We are populating Splunk using an HEC connection with a source type of _json, set to the default character set of UTF-8. However, a field shown in the raw data as:
"Character test: 0242 (\\u00f2): >\uC3B2<"
is displayed as:
Character test: 0242 (\u00f2): >쎲<
I would have expected the display to show the character, ò, which is the UTF-8 equivalent of hexadecimal C3B2, rather than the displayed UNICODE character
With JSON, with \u#### encoding the digits are the literal unicode code point (or the UTF-16 representation of the character.)
See: https://datatracker.ietf.org/doc/html/rfc8259#section-7
So, for example, a string containing only a single reverse solidus character may be represented as "\u005C"
If it was UTF-8, that encoding wouldn't have the leading zeros
\uc3b2 is indeed Hangul Syllable Ssyeobs
The character you're looking for LATIN SMALL LETTER O WITH GRAVE is encoded in JSON correctly as \u00f2
With JSON, with \u#### encoding the digits are the literal unicode code point (or the UTF-16 representation of the character.)
See: https://datatracker.ietf.org/doc/html/rfc8259#section-7
So, for example, a string containing only a single reverse solidus character may be represented as "\u005C"
If it was UTF-8, that encoding wouldn't have the leading zeros
\uc3b2 is indeed Hangul Syllable Ssyeobs
The character you're looking for LATIN SMALL LETTER O WITH GRAVE is encoded in JSON correctly as \u00f2
Thanks, this was a misread of the RFC on my part. I appreciate the help.
Your sourcetype might be set to utf-8 but how is your source sending the data?

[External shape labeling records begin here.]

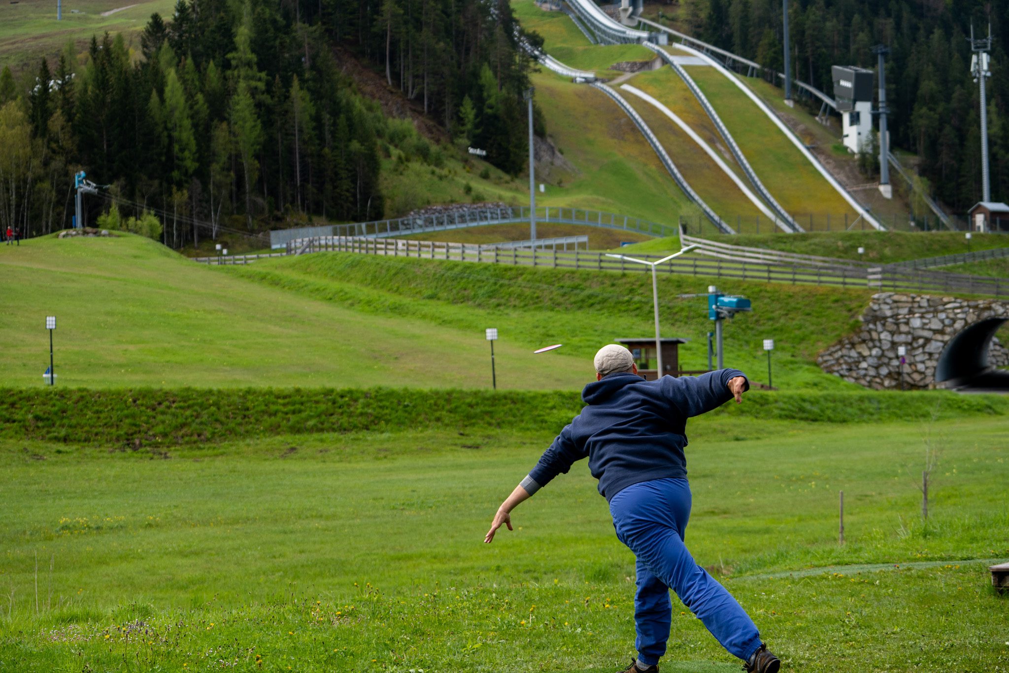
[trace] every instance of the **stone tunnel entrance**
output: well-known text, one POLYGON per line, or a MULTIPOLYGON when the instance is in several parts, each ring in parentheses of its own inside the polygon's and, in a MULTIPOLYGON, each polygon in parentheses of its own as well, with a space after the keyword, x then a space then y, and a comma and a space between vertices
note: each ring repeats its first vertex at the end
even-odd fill
POLYGON ((939 354, 935 382, 962 390, 1009 391, 1009 371, 990 361, 995 333, 1006 320, 986 318, 951 338, 939 354))
POLYGON ((876 389, 952 387, 1009 392, 1009 350, 995 337, 1009 303, 952 297, 873 295, 862 329, 816 361, 828 372, 876 389), (900 364, 898 348, 905 349, 900 364))

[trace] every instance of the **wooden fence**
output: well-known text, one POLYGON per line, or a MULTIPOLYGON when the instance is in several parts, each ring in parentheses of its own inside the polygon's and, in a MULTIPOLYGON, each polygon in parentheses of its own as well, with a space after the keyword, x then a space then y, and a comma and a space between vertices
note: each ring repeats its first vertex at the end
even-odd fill
MULTIPOLYGON (((573 268, 596 271, 645 272, 649 267, 625 259, 606 256, 603 252, 492 249, 468 243, 446 243, 407 239, 372 238, 363 236, 321 236, 289 241, 288 252, 317 251, 355 252, 391 257, 442 259, 475 263, 511 264, 547 268, 573 268)), ((254 255, 249 255, 254 256, 254 255)), ((263 255, 265 256, 265 255, 263 255)), ((636 254, 643 259, 659 259, 660 255, 636 254)), ((726 255, 727 256, 727 255, 726 255)), ((243 262, 237 262, 243 263, 243 262)), ((926 292, 982 295, 1009 298, 1009 279, 941 272, 921 272, 914 269, 887 266, 833 266, 815 262, 769 262, 748 259, 687 257, 672 259, 657 268, 661 273, 707 275, 740 281, 765 283, 809 284, 839 288, 868 288, 876 292, 926 292)))

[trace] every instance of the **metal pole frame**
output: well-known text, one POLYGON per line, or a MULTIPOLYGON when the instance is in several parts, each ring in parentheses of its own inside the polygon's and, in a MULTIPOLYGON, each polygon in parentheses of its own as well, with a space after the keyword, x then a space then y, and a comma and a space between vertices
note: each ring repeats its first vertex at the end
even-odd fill
POLYGON ((629 257, 626 254, 613 254, 610 252, 606 253, 607 257, 614 257, 616 259, 627 259, 628 261, 636 261, 639 264, 648 264, 652 267, 652 300, 655 306, 655 357, 658 360, 658 369, 656 370, 656 379, 662 378, 665 370, 662 368, 662 337, 659 334, 659 281, 656 274, 655 267, 661 263, 667 262, 674 257, 678 257, 681 254, 690 252, 691 250, 700 247, 699 245, 687 245, 686 247, 680 248, 679 252, 674 252, 673 254, 667 255, 662 259, 656 261, 647 261, 645 259, 638 259, 637 257, 629 257))
POLYGON ((529 239, 536 240, 536 156, 533 153, 533 92, 530 87, 525 92, 529 104, 529 239))

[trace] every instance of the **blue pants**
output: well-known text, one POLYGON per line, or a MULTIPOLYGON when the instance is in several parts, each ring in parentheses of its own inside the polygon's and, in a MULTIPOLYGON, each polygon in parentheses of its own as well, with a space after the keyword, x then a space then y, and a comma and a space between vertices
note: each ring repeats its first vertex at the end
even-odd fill
POLYGON ((646 665, 666 653, 672 603, 676 592, 711 635, 746 661, 760 647, 760 634, 740 603, 694 562, 683 544, 690 519, 690 485, 686 479, 635 483, 609 500, 616 537, 638 559, 635 594, 635 648, 646 665))

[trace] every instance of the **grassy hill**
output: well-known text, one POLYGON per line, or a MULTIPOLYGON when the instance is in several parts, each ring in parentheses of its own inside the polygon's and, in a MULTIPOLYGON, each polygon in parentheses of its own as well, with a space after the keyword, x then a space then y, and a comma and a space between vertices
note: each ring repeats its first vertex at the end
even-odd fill
MULTIPOLYGON (((483 329, 497 327, 499 385, 576 389, 602 343, 654 333, 644 273, 338 253, 204 266, 133 236, 0 246, 0 269, 11 316, 0 378, 19 386, 42 382, 46 315, 60 325, 58 385, 91 387, 486 387, 483 329), (565 347, 531 353, 551 343, 565 347)), ((761 340, 776 338, 776 383, 850 389, 812 360, 852 329, 868 291, 662 277, 663 332, 691 339, 684 368, 705 365, 711 327, 702 300, 678 296, 711 284, 756 307, 726 326, 727 362, 760 380, 761 340)))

It's sending an HTTP format message to an HEC whose default source type is also set to _json. Here is a dump of the request:
POST /services/collector/event?host=myhost&source=KEN-STUFF&sourcetype=_json&index=galaxy&channel=FE0ECFAD-13D5-401B-847D-77833BD77131 HTTP/1.1
Host: <target URL>
User-Agent: XYGATEMA
Connection: keep-alive
Content-Type: application/json
Authorization: Splunk <HEC token>
Content-Length: 1073
{"TIME":"2023-03-24 07:56:55.707","AUDIT": {"RECORDGMT":"2023-03-24:14:56:55.707636","GMTSEQNO":null,"RECORDLCT":"2023-03-24:07:56:55.707636","RECORDAUDITKEY":"","RECORDSESSIONKEY":"","SEQNO":null,"OUTCOME":4,"WARNINGMODE":"N","TESTMODE":"N","SEVERITY":"1","ALERTED":"A","PRODUCTCODE":"EMS","SUBJECT_USERNUMBER_MAJOR":null,"SUBJECT_USERNUMBER_MINOR":null,"TARGET_USERNUMBER_MAJOR":null,"TARGET_USERNUMBER_MINOR":null,"SUBJECTLOGIN":"","SUBJECTSYSTEM":"\\GALAXY","TARGETLOGIN":"","OBJECTTYPE":"COMFORTE.1.B00","OBJECTNAME":"","OPERATION":"EMS-EVENT","TERMINAL":"","MESSAGEID":2135,"MESSAGECODE":null,"RULENAME":"","USER_DATA":"REST alert","RESULT":"07:56 24MAR23 200,00,1268 Character test: 0242 (\\u00f2): >\uC3B2<"},"SESSION": {"RECORDSESSIONKEY":"","RECORDINSTALLKEY":"","SESSIONID":"\\GALAXY.$X98B:51790513","FOUNDSESSIONSTART":"N","FOUNDSESSIONEND":"N","SESSIONNAME":"","PROCESSTHREADID":"\\GALAXY.$X98B:51790513","PROCESSTHREADID2":"\\200.0,1268","CLIENTPROGRAM":"$Unknown.unknown.unknown","ANCESTORPROCESSTHREADID":"","IPADDRV46":"","DNSNAME":"","CLIENTCURRDIR":""}}
So you're sending \uC3B2. Not literal sequence of bytes \xC3\xB2
Yes, and that was indeed the issue. Thanks